Goizeko

The food here was just extraordinary, ranging from the oysters from (of all places) Bordeaux, to the extraordinary langoustines, giant shrimp, and cigalas to the phenomenal stuffed baby squid. We also had an assortment of different kinds of Iberico Bellota that preceded all the seafood, then went through a bevy of fish courses, including a fabulous white fish (I forgot the name) and their exquisite bacalao, all washed down with two Albariños, a 2007 Mencia from a winery I’d never heard of called Ultreia de Valtuille, and a wine that I was, of course, familiar with, the 2006 Clos Mogador Priorat.

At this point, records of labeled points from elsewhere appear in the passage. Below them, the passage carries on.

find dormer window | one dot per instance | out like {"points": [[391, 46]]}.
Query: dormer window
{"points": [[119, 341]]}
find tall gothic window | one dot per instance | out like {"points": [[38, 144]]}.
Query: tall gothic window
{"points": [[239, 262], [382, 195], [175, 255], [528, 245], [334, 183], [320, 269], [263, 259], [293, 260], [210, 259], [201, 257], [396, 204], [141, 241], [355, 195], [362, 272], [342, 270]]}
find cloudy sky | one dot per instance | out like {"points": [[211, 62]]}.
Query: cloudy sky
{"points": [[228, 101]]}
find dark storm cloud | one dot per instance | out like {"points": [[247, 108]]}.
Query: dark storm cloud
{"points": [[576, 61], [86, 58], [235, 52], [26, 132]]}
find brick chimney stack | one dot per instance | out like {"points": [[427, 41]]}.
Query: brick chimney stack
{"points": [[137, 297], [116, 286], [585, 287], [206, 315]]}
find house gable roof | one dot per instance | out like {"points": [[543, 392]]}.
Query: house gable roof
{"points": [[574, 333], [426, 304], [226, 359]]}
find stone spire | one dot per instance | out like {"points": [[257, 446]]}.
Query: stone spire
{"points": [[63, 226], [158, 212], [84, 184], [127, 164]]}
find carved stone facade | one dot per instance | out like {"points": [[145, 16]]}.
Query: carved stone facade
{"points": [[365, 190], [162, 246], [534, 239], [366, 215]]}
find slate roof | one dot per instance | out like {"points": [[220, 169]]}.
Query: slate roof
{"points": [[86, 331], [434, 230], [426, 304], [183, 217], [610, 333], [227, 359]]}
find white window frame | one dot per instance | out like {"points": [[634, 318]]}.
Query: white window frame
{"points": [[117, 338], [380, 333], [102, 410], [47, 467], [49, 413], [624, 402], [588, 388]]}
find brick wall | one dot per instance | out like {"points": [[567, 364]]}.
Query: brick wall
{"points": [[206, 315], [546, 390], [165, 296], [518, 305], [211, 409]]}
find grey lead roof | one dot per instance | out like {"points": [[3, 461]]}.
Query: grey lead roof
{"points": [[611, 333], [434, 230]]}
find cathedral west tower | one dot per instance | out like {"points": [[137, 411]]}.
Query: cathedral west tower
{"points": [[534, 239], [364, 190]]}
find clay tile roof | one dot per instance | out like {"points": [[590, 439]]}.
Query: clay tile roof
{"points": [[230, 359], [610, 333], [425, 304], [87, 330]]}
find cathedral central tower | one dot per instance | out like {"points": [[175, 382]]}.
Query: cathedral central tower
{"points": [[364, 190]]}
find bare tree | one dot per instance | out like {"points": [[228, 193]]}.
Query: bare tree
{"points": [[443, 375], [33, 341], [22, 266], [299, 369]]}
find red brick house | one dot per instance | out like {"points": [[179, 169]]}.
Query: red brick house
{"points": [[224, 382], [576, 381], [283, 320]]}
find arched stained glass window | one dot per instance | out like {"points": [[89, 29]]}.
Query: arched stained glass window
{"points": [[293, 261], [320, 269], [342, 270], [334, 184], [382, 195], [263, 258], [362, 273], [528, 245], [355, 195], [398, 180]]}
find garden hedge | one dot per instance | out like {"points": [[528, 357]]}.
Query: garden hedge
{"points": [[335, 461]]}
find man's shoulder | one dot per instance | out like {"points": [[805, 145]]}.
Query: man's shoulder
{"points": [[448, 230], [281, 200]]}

I tend to shy away from restaurants in hotels, but this was highly recommended, and turned out to be one of my top three or four meals of 2009. The chefs here are Jesus Santos and David Marcano. I suppose the Spanish would call this seasonal Basque haute cuisine, but I call it spectacularly delicious. I would certainly recommend reservations, given how packed this place was on a Tuesday night. One unusual thing about this restaurant is that it is almost impossible to know it is in the Hotel Wellington unless you actually ask at the front desk, because it is tucked away in back corner without any signs. You might walk in with a reservation and think you’re in the wrong place, but the restaurant is in the Hotel Wellington.